Draft: Optimier saqc
draft status:
- currently failing some indentiation tests for the docstrings
- will implement tests and exhaustive documentation after general architecture has been approved of
Changes
MR Implements fitting of parameters of saqc-pipelines (= series of saqc function calls) to targets (= series of data and flags).
- adds a module of Fitting problems, that fit different
SaQCmethods (saqc.lib.problems) - adds functions module
optisaqcimplementing the methodssupervise,optPipeandapplyConfigwith theSaQCclass. - Adds helper functions to derive Histories from
SaQCinstances tosaqc.lib.tools - slightly modifies
flagByClickso that the GUI title can be determined in the call - splits up
flagUniLOFin 2 parts, so that the scoring part of the algorithm can be cached during optimisation
Usage
With PATH pointing to this example ressource in the documentation or to this file supervisedData.csv
0. Load Data
Example qc object with some flags associated with different anomaly types can be generated as follows:
import saqc
import pandas as pd
import os
data=pd.read_csv(PATH, index_col=0, parse_dates=[0])

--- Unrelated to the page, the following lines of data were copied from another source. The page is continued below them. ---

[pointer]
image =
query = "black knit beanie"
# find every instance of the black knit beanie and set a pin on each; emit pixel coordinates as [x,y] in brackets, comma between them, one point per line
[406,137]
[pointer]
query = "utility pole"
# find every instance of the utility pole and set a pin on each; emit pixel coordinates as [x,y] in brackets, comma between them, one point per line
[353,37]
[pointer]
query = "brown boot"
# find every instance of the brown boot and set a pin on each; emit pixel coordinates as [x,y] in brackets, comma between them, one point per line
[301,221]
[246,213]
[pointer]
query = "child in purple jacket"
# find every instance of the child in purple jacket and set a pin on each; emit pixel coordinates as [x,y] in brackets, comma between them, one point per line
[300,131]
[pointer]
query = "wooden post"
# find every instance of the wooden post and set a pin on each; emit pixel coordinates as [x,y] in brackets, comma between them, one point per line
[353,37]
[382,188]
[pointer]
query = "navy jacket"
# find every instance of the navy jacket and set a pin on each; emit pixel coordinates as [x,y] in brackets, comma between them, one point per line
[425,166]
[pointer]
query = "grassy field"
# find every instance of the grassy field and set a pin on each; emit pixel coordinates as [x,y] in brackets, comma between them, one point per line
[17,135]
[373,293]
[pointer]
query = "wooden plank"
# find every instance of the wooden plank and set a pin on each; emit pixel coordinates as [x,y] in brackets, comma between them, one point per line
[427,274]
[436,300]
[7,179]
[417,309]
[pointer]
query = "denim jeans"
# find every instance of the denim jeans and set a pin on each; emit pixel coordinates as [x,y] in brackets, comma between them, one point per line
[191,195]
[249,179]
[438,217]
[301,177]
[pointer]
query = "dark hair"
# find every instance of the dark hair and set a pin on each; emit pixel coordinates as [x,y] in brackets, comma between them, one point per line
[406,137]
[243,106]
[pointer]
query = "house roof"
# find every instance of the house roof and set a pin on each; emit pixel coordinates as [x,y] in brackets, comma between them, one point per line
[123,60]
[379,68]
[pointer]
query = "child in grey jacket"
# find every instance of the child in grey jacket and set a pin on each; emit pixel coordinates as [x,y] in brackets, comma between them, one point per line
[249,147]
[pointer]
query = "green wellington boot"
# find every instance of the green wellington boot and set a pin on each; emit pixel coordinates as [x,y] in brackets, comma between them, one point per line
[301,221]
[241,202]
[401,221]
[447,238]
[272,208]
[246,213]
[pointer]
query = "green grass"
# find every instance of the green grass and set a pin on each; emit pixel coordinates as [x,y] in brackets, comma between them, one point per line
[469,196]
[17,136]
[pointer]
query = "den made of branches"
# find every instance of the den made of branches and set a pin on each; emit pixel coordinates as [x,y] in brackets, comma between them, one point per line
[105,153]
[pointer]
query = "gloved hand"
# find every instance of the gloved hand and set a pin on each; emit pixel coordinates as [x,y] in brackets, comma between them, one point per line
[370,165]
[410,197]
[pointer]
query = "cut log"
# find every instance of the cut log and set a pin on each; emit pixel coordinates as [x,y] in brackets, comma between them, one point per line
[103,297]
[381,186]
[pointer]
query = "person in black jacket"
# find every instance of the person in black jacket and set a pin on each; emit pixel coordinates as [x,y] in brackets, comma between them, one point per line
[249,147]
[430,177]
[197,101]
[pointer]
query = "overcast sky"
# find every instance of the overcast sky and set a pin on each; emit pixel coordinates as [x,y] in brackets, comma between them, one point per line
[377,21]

dat = data.iloc[:,0].rename('data')
noise = data.iloc[:,1]
outlier = data.iloc[:,2]
constant = data.iloc[:,3]
qc = saqc.SaQC(dat)
qc = qc.copyField('data','data_sv')
qc = qc.setFlags('data_sv',data=constant[constant].index, label='constant')
qc = qc.setFlags('data_sv',data=noise[noise].index, label='noise')
qc = qc.setFlags('data_sv',data=outlier[outlier].index, label='outlier')
Data contains flags labeled as "noise", "outlier" and "constant" (run qc.plot('data') for overview)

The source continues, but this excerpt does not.